百人一首についての思い その56

 第五十五番歌
「滝の音は絶えて久しくなりぬれど名こそ流れてなほ聞こえけれ」 
 大納言公任(きんとう)
 今はもう枯れてしまった滝だけれど、滝の音色の素晴らしさは、今も世間に流れて聞こえています。

 The waterfall
 dried up
 in the distant past
 and makes
 not a sound,
 but its fame
 flows on
 and on―
 and echoes
 still
 today.

 まず、英訳を見てみよう。短い句が連なっていることにまず気がつく。そして、全体としては長めである。それは、ごうごうと流れる滝の流れを思わせるような視覚的効果を生んでいる。このマクミランさんという人が、相当に深く和歌の世界を理解しているとことが、この和歌の英訳を読んだだけでも理解できる。

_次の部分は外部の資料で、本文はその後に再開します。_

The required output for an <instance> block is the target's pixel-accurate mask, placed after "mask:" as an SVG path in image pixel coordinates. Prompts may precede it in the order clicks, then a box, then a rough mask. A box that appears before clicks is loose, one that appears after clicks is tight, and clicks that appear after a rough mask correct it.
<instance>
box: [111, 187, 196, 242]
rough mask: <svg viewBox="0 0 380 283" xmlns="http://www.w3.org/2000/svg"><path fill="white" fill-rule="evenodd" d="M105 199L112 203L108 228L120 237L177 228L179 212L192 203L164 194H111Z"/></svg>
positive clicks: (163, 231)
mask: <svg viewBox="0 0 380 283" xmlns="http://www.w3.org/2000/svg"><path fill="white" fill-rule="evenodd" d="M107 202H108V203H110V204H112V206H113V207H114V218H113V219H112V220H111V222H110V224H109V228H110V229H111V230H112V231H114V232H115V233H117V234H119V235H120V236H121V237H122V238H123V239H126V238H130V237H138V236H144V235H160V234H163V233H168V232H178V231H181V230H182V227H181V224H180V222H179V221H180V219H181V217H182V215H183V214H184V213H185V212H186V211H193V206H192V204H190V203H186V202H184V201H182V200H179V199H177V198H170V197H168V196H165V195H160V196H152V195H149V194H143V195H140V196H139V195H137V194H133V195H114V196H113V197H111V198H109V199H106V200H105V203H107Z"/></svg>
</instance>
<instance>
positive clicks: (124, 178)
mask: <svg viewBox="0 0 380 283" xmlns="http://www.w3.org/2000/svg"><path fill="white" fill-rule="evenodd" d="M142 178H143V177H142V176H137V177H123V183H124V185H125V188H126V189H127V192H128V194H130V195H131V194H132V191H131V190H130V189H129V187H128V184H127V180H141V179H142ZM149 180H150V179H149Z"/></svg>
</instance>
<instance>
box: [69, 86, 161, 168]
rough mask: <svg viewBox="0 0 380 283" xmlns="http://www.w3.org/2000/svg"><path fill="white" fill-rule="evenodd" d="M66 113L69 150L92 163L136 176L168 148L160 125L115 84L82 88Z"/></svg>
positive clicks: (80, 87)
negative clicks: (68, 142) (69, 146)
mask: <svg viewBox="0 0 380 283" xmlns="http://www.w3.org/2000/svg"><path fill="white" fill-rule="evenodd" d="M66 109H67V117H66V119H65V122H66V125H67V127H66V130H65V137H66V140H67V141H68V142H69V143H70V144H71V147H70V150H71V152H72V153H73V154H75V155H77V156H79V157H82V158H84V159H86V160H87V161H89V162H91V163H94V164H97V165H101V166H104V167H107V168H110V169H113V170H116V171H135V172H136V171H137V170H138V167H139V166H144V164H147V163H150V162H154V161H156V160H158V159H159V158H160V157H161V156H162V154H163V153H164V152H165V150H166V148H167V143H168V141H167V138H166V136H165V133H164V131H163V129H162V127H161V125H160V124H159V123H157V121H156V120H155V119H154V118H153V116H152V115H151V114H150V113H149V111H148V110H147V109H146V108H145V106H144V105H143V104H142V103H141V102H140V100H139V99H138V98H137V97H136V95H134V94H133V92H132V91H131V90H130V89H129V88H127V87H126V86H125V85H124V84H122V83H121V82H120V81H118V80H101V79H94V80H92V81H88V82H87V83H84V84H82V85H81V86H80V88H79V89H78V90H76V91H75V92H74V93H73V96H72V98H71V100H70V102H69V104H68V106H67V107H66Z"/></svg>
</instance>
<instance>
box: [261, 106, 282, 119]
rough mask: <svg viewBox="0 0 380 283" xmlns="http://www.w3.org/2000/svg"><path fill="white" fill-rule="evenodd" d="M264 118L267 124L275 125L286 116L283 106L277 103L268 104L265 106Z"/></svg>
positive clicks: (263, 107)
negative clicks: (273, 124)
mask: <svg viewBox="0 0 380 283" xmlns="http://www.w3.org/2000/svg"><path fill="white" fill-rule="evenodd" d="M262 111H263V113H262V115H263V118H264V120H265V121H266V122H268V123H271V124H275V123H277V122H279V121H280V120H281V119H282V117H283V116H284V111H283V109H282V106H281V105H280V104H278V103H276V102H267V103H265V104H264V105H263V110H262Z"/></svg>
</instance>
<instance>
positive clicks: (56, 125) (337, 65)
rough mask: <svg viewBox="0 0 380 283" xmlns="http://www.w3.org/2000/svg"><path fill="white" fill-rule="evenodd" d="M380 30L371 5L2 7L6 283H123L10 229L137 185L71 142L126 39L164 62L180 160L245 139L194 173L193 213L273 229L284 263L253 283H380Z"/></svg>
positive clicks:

 さて、この人は和歌、漢詩、管弦に優れていたので、「三船(さんせん)の才(ざえ)」と呼ばれていた。しかし、なんと裁判関係での業績こそが本邦初という名誉に輝くのである。刑事裁判の被告人への判決には懲役年数が書かれているが、この藤原公任こそが本邦で初め懲役年数を定めた人なのだ。

 人は、いずれ必ず死ぬ。しかし、人が死んでも人々の記憶に残る人もある。ほとんどの人は死んでからも子孫がいれば子孫の記憶に残る。だが、その子孫が死に絶えると、もう記憶には残らない。だが、一部の人々は、芸術、技能、身体能力、などに関して長く人々の記憶に残る。それが、「名こそ流れて聞こえけれ」なのだ。

 夏目漱石やベートーベン、モーツァルトのように輝かしい業績を残して長い間人々からの賞賛が受けられるような人になるのはいい。しかし、スターリン、ヒトラー、毛沢東、ポル・ポトのような大虐殺を起こした人間として、大勢の人々に忌み嫌われる人間とし記憶されるくらいなら、静かに無名で生きたほうがいい。私たちは慎み深く他人に迷惑をかけないように生きていくのがよいと思う。